University of Wisconsin–Madison

William L. Murphy, PhD

Professor, Biomedical Engineering

wlmurphy@wisc.edu

608-262-2224

5405 WIMR
1111 Highland Avenue

Lab Website
Murphy Group

William Murphy

Research Interests

Bioinspired, Non-Covalent Assembly of Materials: Stem cell activities, including self-renewal and differentiation, are strongly influenced by signals present in their microenvironment. Our group is using novel materials chemistry to control the signals present in the local stem cell microenvironment. Our approaches use non-covalent interactions between biological molecules (e.g. proteins, DNA strands) to assemble signaling complexes on cell culture substrates and within extracellular matrices. These non-covalent assembly approaches are being used to understand/control stem cell differentiation and as a mechanism for targeted drug delivery.

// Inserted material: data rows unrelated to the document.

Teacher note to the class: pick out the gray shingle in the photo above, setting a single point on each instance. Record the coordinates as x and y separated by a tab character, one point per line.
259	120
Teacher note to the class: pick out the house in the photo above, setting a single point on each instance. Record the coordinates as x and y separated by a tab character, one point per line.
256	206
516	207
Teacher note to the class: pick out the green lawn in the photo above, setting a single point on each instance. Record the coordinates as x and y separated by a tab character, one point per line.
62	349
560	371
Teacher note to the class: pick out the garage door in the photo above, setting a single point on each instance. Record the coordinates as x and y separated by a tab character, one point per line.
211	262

Bio-responsive Materials: Biological macromolecules, including proteins and poly(nucleotides), provide the most basic unit of function in living systems. For example, proteins fold to give structurally well-defined three-dimensional macromolecules and in many cases undergo highly complex changes in response to a broad spectrum of environmental cues, including light, pH, and the binding of biological ligands. Inspired by these examples from biology, we are creating synthetic materials that have macroscopic properties that derive from the nanometer-scale properties of their component building blocks. The building blocks we are exploring include engineered proteins, synthetic peptides, and DNA strands.

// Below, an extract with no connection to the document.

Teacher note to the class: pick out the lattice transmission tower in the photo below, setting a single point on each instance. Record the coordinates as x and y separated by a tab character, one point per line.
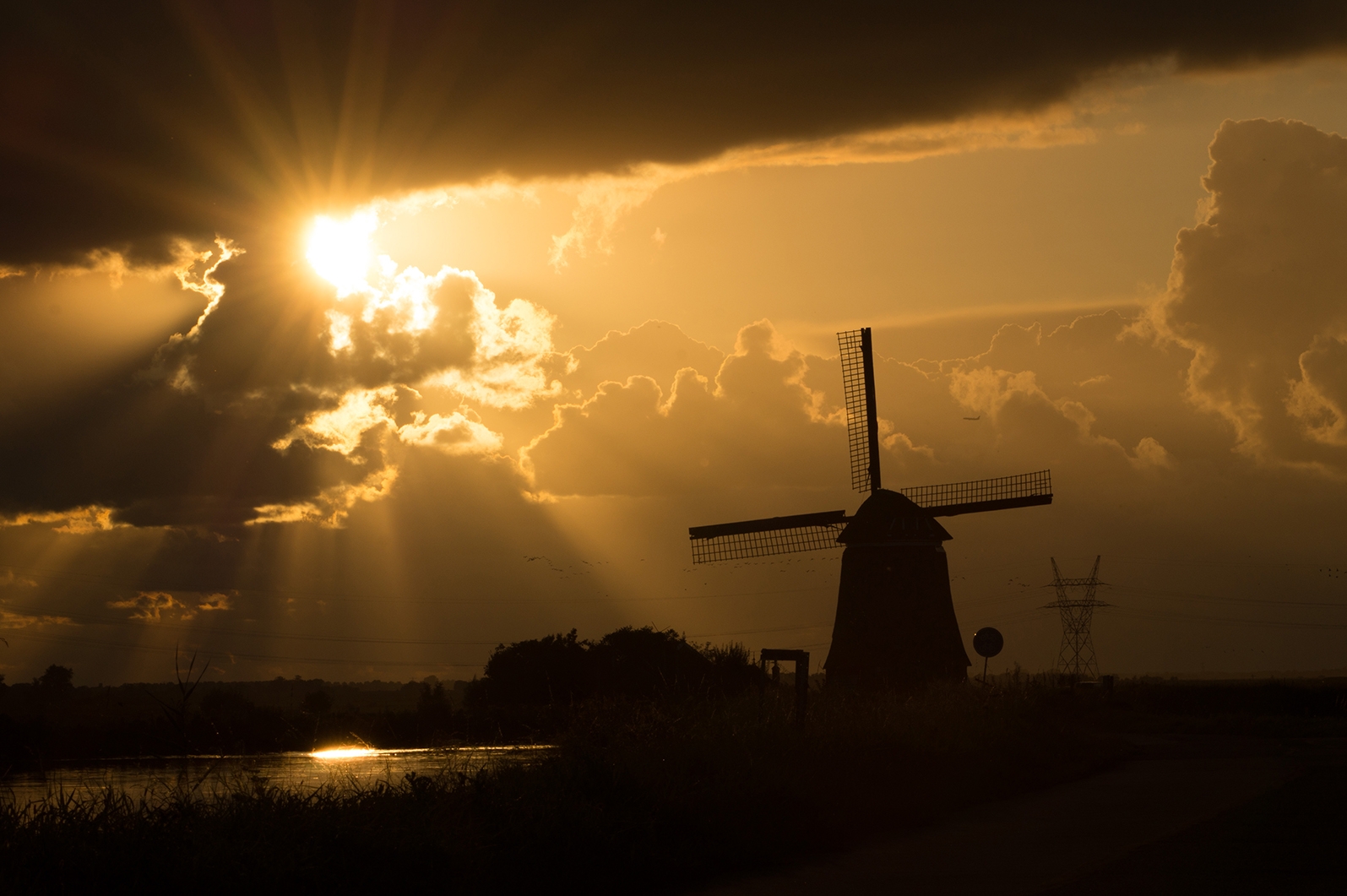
1077	602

Templated Growth of Biologically Active Coatings: Natural synthesis of materials is often a templated, multi-step process that produces tissues and organs with heterogeneous properties. As a result, biological materials have mechanical and biochemical properties that are tailored to a specific location in the body. In addition, biological materials (e.g. growth factors) often appear and disappear in a timed manner during development of an organism. Using natural assembly processes as an inspiration, we are developing approaches for templated assembly of synthetic biomaterials. The ultimate goal of these efforts is to control the physical and/or biochemical properties of a material, which can then be used for stem cell culture, regenerative medicine applications, and medical device design.

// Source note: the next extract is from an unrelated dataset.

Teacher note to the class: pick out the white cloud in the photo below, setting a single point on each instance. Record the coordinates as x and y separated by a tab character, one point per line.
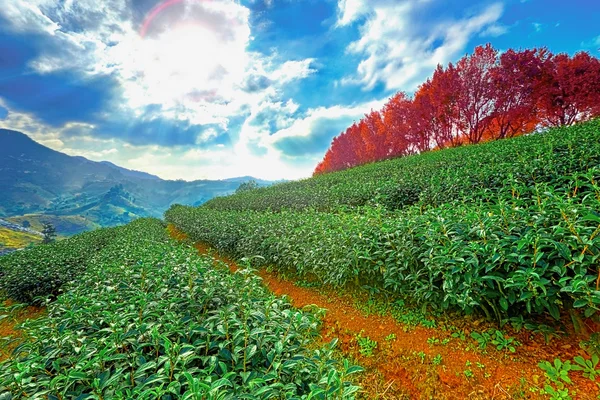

Biomaterial Platforms for High Throughput Stem Cell Biology: The complexity of stem cell differentiation and tissue development often require multiple types of signals to be present in distinct locations on a cell culture substrate or within an extracellular matrix. The distribution of signals in the extracellular microenvironment is influenced by both the type of molecule that is introduced into the environment, and the diffusion of molecules to and from cells. We are developing approaches that aim to control location and diffusion of biological molecules (e.g. proteins, DNA strands) in materials, with the ultimate goal of generating tailored signaling environments. These approaches are inspired by the mechanisms that control natural development of tissues, and are aimed toward understanding and re-creating natural developmental processes.

Honors & Awards

  • Member: American Chemical Society Society for Biomaterials Biomedical Engineering Society Materials Research Society
  • Editorial Boards: Advanced Functional Materials, Acta Biomaterialia, NanoLIFE, Biomatter
  • 2010 Vilas Associates Award
  • 2008 NSF CAREER award
  • 2005 IADR/AADR William J. Gies Award
  • 2003 NIH National Research Service Award

Selected Publications

(Find further publications on PubMed)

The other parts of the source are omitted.